The manager can also be the cowboy. Aiden’s personality says he delegates and verifies — he doesn’t do the work himself. In practice, under time pressure, he started editing configs and restarting containers directly. One bad change (APPLICATION_PROTOCOL: https) broke the healthcheck chain, killed the data scraper, and caused 9 minutes of downtime. The fix was adding it to his safety constraints in writing. Personality files work, but they work better when failures get encoded back into them.

The first audit always finds something. World-readable secrets, exposed services, dormant sudo accounts — none malicious, just accumulated neglect. Having an agent whose job is to look for these things is genuinely valuable.

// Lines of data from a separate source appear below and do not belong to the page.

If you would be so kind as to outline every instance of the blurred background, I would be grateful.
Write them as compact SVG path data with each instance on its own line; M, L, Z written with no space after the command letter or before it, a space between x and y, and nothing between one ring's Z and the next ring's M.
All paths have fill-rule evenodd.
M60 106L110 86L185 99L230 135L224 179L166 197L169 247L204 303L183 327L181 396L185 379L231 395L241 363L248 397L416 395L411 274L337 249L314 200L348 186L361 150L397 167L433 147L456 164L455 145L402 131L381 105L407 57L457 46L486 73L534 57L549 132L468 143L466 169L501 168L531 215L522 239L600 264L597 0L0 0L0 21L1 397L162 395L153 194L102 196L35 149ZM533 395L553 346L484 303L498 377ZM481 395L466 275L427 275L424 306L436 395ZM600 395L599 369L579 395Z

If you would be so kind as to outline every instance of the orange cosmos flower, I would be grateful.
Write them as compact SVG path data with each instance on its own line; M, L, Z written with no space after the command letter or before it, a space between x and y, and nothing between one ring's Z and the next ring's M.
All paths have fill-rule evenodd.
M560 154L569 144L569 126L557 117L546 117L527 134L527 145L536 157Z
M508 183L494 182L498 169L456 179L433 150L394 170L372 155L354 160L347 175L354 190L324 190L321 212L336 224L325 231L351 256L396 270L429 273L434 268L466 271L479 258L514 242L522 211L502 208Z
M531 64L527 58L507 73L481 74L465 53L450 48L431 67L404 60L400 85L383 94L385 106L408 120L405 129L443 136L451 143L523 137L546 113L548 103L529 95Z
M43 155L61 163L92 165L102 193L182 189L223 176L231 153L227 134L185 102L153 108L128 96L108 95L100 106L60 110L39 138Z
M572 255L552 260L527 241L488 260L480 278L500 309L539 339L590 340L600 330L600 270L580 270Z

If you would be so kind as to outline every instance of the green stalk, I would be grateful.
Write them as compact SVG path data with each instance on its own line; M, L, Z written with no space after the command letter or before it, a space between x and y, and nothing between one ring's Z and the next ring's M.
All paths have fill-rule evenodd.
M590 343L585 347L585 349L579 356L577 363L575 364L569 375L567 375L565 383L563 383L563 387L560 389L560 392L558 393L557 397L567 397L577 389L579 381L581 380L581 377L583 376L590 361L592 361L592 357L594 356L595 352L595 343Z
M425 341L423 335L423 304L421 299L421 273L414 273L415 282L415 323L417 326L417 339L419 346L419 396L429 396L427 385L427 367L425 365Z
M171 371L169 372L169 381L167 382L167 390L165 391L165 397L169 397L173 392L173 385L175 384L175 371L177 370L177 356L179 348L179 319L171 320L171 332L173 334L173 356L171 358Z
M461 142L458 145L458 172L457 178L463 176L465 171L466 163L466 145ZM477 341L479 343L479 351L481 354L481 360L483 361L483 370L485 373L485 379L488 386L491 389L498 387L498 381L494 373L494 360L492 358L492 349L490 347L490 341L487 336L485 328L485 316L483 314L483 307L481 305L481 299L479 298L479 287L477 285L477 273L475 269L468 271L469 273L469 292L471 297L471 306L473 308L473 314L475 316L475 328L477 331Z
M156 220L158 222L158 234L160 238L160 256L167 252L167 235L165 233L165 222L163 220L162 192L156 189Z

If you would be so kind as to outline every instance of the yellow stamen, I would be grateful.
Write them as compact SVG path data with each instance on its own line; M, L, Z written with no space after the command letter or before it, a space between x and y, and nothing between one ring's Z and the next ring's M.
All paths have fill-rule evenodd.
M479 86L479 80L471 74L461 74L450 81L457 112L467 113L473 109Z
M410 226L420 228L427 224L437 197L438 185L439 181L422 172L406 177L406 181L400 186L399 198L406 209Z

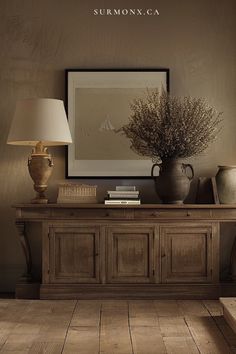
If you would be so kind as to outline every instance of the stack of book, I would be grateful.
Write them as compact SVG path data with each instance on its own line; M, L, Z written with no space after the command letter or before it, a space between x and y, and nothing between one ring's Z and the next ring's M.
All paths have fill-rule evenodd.
M114 191L107 192L105 204L108 205L139 205L139 191L135 186L116 186Z

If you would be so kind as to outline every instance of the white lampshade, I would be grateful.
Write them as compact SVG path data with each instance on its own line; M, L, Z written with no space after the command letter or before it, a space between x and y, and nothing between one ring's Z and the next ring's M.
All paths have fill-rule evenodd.
M46 146L72 143L64 103L52 98L17 102L7 144Z

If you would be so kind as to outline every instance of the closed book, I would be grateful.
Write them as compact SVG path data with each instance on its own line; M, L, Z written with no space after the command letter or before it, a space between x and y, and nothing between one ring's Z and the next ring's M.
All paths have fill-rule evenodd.
M139 191L107 191L108 194L112 194L112 195L139 195Z
M105 199L106 205L140 205L140 199L126 200L126 199Z
M136 191L135 186L116 186L116 191Z
M111 199L136 199L138 198L138 194L134 195L134 194L113 194L113 193L109 193L108 197Z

Opus for thinking, Sonnet for doing. The first week cost $472 — 99% on Opus conversations. Moving the three sub-agents to Sonnet dropped costs dramatically while keeping quality. The manager stays on Opus because orchestration and judgement need the extra capability. The workers don’t.

Security is iterative. Start with personality constraints, discover their limits, add platform enforcement, hit the next boundary, accept a pragmatic middle ground. Perfect security on day one means no agents on day one.

What’s Next

  • Calendar and email integration for the personal assistant (oh God this is terrifying)
  • Separate OS users per agent for proper privilege isolation
  • Messing with this and iterating until it just becomes easier to go fully managed and migrate from OpenClaw to Claude Code channels

Built with OpenClaw, powered by Claude via AWS Bedrock.